Raman Myantsyuk offered his apology to victims of a crash that occurred this past March when traffic police tried to capture him by using civilian vehicles with people still inside, BelaPAN reported.
At his trial that began in Minsk on Tuesday morning, Myantsyuk asked the judge to allow him to make a televised apology.

Myantsyuk is facing a charge of causing a grave bodily injury as a result of a violation of road traffic rules. A passenger of the car driven by him was injured in the incident.

The incident, dubbed the "human roadblock" by the media, occurred near Minsk on March 2. Two traffic police officers used four vehicles, with their occupants still inside, to block a road in order to catch Mr. Myantsyuk who was under the influence of alcohol behind the wheel. The chased car, which was said to be moving at a speed of between 160 and 180 kilometers per hour, never stopped and crashed into the vehicles, with a BMW in which a woman and a child were in the back seat hit worst.

"I apologize for the incident," Myantsyuk said looking at cameras of television networks. "I did not know that it would end up like this. I am to blame. I myself forced Volha [his then fiancée and now wife] to let me behind the wheel. The traffic police officers suffered because of me."

The police officers were given suspended prison sentences, found guilty of office abuse, while  Myantsyuk and his wife went on the run. They were grabbed in Moscow in early July.

Earlier at the trial held by the Minsk District Court, Myantsyuk fully admitted his guilt.
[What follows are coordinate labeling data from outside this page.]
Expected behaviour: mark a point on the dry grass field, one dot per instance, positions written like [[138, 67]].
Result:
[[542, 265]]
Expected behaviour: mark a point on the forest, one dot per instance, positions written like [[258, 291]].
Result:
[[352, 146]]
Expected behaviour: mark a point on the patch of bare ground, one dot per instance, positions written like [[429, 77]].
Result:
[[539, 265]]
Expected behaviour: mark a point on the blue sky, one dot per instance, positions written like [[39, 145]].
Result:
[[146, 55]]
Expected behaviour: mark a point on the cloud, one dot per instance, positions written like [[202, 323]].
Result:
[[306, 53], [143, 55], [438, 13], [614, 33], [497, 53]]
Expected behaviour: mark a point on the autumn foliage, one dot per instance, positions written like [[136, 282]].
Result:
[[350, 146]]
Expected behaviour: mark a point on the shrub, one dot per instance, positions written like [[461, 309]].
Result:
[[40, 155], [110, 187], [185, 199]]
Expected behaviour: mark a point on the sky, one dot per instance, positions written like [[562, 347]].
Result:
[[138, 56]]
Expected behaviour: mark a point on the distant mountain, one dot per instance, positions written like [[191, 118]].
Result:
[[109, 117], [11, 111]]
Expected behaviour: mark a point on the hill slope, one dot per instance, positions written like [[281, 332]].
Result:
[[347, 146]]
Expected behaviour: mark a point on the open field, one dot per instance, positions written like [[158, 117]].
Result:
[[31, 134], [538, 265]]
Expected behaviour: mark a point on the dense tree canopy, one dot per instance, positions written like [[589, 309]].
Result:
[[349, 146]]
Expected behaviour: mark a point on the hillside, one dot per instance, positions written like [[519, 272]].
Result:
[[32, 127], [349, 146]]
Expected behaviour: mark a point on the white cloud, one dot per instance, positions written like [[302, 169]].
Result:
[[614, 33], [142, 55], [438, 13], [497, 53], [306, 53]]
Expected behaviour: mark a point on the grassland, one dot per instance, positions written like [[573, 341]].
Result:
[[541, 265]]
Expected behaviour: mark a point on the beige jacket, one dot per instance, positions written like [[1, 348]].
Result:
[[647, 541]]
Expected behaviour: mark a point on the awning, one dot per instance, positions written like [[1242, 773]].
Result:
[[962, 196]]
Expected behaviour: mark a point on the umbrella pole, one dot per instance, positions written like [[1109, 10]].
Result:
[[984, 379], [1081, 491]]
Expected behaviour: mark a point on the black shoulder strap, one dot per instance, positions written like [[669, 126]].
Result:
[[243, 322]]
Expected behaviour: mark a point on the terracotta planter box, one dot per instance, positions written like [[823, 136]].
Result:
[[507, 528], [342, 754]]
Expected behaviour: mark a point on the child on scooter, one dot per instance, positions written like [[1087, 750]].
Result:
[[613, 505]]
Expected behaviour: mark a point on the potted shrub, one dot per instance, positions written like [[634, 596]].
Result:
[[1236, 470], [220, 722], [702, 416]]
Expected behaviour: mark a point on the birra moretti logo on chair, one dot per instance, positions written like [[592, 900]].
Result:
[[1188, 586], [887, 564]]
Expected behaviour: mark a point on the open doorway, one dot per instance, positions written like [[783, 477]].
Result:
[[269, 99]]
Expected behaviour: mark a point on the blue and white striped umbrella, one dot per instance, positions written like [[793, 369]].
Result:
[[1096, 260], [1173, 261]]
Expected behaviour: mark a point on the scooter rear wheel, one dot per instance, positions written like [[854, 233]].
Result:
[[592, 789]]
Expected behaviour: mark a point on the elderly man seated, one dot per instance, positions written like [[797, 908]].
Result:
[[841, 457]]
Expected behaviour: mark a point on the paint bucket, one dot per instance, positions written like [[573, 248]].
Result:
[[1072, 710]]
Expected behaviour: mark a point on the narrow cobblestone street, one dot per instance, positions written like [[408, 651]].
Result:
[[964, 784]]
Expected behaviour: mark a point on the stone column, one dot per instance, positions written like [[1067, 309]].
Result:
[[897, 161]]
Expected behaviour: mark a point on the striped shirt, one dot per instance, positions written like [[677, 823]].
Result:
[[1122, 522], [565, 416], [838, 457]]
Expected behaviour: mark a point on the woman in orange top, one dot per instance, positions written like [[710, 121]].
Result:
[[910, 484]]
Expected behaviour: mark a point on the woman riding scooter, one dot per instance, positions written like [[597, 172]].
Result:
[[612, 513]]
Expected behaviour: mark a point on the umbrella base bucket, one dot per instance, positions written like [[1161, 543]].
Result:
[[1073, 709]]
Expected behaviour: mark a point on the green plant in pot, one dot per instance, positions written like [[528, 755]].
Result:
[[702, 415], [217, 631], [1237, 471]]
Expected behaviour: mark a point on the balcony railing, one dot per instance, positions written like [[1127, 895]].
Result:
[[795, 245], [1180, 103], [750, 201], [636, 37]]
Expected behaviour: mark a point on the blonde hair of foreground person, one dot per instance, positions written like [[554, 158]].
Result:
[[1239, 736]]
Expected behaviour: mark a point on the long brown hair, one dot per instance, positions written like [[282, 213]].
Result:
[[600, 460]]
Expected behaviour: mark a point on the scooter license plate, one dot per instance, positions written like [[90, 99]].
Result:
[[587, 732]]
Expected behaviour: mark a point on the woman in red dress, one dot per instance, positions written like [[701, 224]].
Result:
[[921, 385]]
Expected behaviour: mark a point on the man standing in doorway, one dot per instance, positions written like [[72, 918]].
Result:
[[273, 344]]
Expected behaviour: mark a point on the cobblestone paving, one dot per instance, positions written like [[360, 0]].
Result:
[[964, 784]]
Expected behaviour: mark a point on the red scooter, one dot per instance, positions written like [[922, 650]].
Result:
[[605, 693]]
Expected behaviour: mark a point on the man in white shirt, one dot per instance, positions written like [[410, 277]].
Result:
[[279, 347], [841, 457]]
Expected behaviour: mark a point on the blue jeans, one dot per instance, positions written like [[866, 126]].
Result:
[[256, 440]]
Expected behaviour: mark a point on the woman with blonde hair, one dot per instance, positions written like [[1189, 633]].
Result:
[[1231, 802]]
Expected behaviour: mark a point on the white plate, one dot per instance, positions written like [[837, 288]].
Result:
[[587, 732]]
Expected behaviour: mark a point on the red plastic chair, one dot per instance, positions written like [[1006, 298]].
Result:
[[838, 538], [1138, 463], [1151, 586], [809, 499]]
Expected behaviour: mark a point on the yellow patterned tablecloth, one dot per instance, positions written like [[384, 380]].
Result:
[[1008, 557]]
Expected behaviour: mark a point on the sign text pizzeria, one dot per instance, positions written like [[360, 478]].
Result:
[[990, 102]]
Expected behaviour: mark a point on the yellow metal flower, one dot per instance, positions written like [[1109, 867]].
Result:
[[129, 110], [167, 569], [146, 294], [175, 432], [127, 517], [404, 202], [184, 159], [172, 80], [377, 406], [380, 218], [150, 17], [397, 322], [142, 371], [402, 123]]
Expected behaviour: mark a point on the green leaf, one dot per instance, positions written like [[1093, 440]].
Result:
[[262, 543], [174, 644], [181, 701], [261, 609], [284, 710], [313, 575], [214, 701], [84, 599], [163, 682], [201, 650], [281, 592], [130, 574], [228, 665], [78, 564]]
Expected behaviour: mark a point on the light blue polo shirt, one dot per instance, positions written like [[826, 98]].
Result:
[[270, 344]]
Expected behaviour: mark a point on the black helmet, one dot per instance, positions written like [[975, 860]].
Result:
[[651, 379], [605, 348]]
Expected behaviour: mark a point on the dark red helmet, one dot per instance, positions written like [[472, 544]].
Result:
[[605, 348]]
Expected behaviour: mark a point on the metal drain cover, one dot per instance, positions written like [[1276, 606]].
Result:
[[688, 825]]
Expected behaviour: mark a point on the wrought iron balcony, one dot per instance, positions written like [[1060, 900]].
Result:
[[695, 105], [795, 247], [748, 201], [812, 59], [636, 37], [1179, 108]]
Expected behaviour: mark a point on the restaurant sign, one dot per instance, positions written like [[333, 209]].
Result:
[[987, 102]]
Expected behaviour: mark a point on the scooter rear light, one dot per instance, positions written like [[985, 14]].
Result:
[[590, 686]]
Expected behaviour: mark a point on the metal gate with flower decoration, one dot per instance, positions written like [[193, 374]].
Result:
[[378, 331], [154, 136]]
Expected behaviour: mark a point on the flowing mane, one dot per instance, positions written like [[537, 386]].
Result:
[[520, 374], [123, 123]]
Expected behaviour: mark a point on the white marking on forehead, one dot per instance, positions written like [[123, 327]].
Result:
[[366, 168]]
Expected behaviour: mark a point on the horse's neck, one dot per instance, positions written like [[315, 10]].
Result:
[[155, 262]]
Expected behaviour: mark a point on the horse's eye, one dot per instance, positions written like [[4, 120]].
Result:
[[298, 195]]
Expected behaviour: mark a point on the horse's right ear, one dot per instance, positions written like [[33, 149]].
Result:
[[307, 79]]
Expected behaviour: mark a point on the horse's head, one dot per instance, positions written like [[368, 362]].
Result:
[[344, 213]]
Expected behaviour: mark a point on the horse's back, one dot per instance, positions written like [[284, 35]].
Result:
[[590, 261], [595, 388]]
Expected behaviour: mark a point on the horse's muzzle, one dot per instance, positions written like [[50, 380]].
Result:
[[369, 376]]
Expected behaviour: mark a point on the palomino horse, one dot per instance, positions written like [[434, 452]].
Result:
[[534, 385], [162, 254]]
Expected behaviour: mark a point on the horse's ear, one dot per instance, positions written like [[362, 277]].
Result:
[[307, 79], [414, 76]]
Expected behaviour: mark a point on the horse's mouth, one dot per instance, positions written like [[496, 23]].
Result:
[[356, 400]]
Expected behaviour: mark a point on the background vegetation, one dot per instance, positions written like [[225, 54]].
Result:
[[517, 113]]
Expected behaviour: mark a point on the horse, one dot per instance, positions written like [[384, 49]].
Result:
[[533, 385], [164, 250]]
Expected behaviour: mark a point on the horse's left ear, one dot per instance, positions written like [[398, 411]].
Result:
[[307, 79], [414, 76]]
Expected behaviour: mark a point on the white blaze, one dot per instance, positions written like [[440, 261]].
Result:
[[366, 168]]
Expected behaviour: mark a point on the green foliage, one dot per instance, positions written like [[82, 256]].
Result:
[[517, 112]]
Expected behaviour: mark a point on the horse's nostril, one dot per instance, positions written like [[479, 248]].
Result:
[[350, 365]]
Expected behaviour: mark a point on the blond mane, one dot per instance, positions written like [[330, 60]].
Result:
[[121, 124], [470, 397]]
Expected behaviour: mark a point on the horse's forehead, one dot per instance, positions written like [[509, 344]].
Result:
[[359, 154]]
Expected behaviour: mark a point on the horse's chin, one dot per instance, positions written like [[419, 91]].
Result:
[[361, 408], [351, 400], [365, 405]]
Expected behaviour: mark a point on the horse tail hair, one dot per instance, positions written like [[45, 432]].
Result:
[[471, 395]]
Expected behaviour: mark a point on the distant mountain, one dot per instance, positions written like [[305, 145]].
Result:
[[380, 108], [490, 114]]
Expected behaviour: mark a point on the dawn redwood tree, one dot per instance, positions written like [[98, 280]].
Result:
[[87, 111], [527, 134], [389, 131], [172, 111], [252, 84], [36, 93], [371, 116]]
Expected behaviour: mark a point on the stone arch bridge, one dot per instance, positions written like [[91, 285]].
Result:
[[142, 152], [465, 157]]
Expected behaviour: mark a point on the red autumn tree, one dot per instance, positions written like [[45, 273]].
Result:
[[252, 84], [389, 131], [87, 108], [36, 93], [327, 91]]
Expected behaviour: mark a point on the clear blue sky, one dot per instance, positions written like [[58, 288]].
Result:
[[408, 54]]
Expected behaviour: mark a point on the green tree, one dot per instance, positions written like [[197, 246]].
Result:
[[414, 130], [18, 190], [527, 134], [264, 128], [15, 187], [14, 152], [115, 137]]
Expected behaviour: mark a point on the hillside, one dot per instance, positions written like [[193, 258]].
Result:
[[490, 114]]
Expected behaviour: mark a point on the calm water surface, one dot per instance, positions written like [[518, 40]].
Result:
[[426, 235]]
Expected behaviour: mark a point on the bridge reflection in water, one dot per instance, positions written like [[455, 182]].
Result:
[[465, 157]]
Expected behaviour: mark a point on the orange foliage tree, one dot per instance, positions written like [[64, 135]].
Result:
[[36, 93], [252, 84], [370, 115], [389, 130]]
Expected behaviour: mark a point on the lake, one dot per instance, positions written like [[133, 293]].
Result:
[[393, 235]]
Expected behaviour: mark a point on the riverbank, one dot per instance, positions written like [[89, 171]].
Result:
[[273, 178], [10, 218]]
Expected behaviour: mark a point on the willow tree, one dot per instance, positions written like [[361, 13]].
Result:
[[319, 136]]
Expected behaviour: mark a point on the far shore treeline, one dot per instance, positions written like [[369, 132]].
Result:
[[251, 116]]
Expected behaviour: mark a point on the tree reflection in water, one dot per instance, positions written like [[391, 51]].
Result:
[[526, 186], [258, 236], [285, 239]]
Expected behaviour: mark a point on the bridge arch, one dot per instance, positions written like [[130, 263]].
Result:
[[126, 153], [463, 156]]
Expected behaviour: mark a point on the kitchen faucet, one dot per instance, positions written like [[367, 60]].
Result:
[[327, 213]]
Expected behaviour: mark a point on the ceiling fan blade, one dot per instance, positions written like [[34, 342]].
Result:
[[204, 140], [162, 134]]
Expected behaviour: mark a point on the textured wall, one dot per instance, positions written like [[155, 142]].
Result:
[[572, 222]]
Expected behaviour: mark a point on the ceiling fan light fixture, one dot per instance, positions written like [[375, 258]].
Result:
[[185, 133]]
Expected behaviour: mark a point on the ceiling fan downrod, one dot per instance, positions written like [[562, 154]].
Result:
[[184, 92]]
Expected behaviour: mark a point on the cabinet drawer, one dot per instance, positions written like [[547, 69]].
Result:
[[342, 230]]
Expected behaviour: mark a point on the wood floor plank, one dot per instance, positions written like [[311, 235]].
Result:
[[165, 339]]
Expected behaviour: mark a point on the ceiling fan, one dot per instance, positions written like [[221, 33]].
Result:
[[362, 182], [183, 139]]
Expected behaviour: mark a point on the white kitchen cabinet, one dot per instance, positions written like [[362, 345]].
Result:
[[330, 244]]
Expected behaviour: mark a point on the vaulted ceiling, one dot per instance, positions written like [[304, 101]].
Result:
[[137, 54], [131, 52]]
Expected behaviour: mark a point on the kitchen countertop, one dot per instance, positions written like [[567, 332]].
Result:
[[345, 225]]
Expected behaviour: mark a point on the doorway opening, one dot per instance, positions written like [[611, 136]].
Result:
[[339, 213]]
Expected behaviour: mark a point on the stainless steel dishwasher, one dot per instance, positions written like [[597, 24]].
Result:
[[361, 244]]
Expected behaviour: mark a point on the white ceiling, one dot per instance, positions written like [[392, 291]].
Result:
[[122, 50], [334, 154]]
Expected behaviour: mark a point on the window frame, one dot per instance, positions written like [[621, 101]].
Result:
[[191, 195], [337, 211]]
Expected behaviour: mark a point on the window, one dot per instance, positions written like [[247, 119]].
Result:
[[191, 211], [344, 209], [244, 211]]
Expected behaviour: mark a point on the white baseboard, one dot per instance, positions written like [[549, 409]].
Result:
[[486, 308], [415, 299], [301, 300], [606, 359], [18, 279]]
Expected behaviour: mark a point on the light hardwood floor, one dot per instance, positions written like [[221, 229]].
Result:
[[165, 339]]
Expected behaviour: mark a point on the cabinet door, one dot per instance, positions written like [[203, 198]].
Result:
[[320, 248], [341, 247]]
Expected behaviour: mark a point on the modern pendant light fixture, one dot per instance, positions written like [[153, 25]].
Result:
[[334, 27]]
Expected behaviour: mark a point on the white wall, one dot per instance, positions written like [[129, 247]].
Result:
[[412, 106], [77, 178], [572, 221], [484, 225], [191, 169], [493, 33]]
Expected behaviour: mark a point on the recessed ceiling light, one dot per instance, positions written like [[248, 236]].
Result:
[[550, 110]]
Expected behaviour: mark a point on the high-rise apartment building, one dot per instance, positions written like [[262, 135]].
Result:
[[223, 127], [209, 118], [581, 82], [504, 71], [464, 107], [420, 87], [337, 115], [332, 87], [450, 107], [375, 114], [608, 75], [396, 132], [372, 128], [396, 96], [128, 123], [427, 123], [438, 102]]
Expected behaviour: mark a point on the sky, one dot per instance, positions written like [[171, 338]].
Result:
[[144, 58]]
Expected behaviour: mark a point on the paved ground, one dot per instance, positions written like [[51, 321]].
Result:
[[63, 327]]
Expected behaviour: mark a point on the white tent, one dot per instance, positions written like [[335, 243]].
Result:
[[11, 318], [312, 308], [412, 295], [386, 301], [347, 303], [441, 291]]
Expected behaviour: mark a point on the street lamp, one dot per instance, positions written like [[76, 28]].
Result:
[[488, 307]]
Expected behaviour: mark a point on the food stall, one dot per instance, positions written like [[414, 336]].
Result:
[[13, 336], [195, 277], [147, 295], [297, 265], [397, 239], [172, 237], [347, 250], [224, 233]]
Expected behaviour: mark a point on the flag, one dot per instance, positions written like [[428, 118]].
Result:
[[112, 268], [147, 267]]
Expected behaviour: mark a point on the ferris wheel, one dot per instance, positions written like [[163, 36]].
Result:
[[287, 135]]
He told the judge that he did not seek a mercy or a non-guilty verdict.

At the same time, he filed a motion asking the judge not to sentence him to prison. He claimed that he had had no opportunity to consult a lawyer and traveled to Russia to find a job to earn money for paying damages to the victims.

He also apologized to the police officers for what he called forcing them to set up the human block.